Dangerous checks, no balances

I always knew that those checks sent by the credit card companies were dangerous.  You pay a cash advance fee, and interest; it’s extremely unlikely that you couldn’t get better rates elsewhere if you urgently need cash.  Now I have received from Discover Card some unilateral revisions to the Cardmember “Agreement:”

We will charge you a Returned Discover Card Check Fee each time we decline to honor a Discover Card cash advance check, balance transfer check, promotional purchase check, or other promotional check.  The amount of this fee is $25, except [if we have already done this to you within the past six months] it will be $35.

So, any time they want, if I try to use one of those checks, they can pick up an easy $25 or more.  Probably put something nasty on my credit report, too.

Banksters as parasites

At the Monetary Reform Conference a couple weeks ago, Michael Hudson asserted that banksters, like biological parasites,  change the way the host thinks, to better suit the parasite’s needs.  I wouldn’t question this regarding  banksters, but I doubted the biological fact. Then I encountered the October 9 episode of Radio National’s All in the Mind.   Mice infected by toxoplasma lose their fear of cats. Fish infected by trematodes behave in ways to attract predator birds, etc.

The site includes a transcript, audio, and (scroll way down to) an extensive bibliography.

Ideas come from the community

In his 2003 book Copyrights and Copywrongs: The Rise of Intellectual Property and How it Threatens Creativity, Siva Vaidhyanathan notes that creative works always build on previous (often traditional and/or public domain) creative works, and that creativity will become nearly impossible if writers (or those who “own” their output) are permitted to exercise absolute monopolies over use of their products.  Potential remedies include shorter and looser copyright terms, placing works into the public domain, licensing them as open source, or using another of the Creative Commons licenses.

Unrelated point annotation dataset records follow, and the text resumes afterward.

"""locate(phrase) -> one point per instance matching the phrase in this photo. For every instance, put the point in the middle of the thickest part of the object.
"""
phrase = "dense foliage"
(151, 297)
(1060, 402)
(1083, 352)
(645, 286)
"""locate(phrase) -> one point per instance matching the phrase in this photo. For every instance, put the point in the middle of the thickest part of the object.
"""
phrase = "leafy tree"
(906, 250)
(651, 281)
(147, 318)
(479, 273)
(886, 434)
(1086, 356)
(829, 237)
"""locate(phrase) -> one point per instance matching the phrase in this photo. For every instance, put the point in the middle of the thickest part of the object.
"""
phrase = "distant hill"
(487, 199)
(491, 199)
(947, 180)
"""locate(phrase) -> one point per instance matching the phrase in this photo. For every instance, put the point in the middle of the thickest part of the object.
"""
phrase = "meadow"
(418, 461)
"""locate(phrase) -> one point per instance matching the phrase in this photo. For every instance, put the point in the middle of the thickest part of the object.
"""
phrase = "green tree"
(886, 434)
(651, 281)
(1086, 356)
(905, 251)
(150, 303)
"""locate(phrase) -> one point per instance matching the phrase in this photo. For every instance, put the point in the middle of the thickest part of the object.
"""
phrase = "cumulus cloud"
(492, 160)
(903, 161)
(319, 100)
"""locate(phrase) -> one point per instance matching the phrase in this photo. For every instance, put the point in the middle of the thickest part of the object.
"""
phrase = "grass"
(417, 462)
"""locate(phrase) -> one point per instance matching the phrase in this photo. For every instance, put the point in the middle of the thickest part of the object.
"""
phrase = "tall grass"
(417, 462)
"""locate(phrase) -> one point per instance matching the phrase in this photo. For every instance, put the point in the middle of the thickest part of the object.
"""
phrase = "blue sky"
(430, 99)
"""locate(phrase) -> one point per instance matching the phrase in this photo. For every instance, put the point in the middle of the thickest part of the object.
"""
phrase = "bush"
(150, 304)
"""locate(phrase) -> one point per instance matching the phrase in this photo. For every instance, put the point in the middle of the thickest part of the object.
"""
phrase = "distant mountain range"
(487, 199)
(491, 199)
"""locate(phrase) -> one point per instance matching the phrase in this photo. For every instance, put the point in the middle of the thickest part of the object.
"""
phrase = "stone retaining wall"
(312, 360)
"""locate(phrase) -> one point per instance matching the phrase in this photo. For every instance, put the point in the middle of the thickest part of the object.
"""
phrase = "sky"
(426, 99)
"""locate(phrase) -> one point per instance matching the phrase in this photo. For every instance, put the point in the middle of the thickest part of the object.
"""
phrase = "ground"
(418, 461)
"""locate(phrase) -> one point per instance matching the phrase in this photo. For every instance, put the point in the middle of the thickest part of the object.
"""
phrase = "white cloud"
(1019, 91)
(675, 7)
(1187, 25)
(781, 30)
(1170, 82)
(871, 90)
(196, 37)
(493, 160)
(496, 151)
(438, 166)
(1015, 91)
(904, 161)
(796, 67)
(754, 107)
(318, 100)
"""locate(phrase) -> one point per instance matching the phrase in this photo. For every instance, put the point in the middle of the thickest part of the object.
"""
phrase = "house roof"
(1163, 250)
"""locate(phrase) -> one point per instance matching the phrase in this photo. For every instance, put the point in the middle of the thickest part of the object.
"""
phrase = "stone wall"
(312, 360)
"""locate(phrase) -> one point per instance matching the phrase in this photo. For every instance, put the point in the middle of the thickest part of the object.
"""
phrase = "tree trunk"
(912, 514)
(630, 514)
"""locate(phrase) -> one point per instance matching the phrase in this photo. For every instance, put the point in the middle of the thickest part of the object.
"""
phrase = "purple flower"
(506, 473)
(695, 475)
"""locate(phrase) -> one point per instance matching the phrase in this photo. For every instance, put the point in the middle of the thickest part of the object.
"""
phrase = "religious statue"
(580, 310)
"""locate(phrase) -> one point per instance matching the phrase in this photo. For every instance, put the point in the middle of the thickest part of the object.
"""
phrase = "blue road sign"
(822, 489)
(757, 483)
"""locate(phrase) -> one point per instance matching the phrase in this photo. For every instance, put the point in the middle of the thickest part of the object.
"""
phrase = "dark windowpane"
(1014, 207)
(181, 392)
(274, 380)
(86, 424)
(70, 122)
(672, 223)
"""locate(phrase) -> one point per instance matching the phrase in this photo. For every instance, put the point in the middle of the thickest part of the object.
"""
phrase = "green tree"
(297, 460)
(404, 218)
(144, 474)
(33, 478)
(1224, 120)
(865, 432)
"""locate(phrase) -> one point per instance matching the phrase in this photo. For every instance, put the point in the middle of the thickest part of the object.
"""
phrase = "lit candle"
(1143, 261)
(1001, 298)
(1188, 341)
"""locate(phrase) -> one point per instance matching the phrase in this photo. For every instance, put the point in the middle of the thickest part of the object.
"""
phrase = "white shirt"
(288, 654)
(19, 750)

Michele Baldrin and David K. Levine, in Against Intellectual Monopoly, provide numerous historical examples of patents retarding, rather than promoting innovation, and note the finding (p. 92, regarding the software industry) that patents were not an encouragement to research and development, but rather a substitute for them.

Now, in  Where Ideas Come From (in Wired Oct ’10) Kevin Kelly and Steven Johnson sort of combine these two ideas by asserting that innovations are not the products of individuals, but of communities.

It’s amazing that the myth of the lone genius has persisted for so long, since simultaneous invention has always been the norm, not the exception … [T]here’s a related myth, that innovation comes primarily from the profit motive… If you look at history, it comes from creating environments where [people’s] ideas can connect.”

And they tie this into another kind of property rights:

One reason we have this great explosion of innovation in wireless right now is that the U S deregulated [allowed unlicensed use of parts of the] spectrum.  Before that, spectrum was something too precious to be wasted…But when you deregulate– and say, OK, now waste it– you get Wi-Fi.

All in all, a very Georgist article, the authors of which have also written what I hope are very Georgist books (both coming out next month):

Steven Johnson, Where Good Ideas Come From

Kevin Kelly What Technology Wants

Getting it right on medical costs

Turns out that back in February, Kevin Carson wrote the article that needs to be written, analyzing how government regulation and protection makes medical services far more expensive (and less effective) than they could be.  With a link to another article that more broadly exemplifies how government makes it impossible for the poor to support themselves.